En premier lieu, le salarié qui projette de créer son entreprise doit s'assurer qu'il remplit bien les conditions suivantes pour percevoir l'allocation chômage :
-justifier d'une condition d'activité antérieure dénommée «période d'affiliation» correspondant à une période d'emploi accomplie dans une ou plusieurs entreprises.

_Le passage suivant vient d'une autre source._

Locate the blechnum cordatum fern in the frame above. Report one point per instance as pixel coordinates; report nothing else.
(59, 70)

Le salarié âgé de moins de 50 ans doit avoir travaillé 4 mois au cours des 28 derniers mois.
-être involontairement privé d'emploi. (le licenciement, la rupture conventionnelle ou encore la fin de CDD vise cette condition de rupture involontaire du contrat de travail)
-être inscrit sur la liste des demandeurs d'emplois ou suivre une formation inscrite dans le projet personnalisé d'accès à l'emploi.
-être à la recherche d'un emploi. (le projet de création d'entreprise est considéré comme une recherche d'emploi)
-ne pas avoir dépassé 60 ans.
-être physiquement apte à l'exercice d'un emploi.
-résider sur le territoire français.
Le salarié qui remplit ces conditions peut soit directement créer son entreprise sans s'inscrire à Pôle Emploi soit demander à bénéficier de l'indemnisation dès son départ de l'entreprise.
Dans la première hypothèse, le salarié qui échoue dans la création de son entreprise peut dans un délai de 3 ans prétendre au bénéfice de l'allocation chômage au titre de la période d'emploi précédente.
Dans la deuxième hypothèse, le salarié peut bénéficier de l'allocation chômage pendant toute la durée d'élaboration de son projet.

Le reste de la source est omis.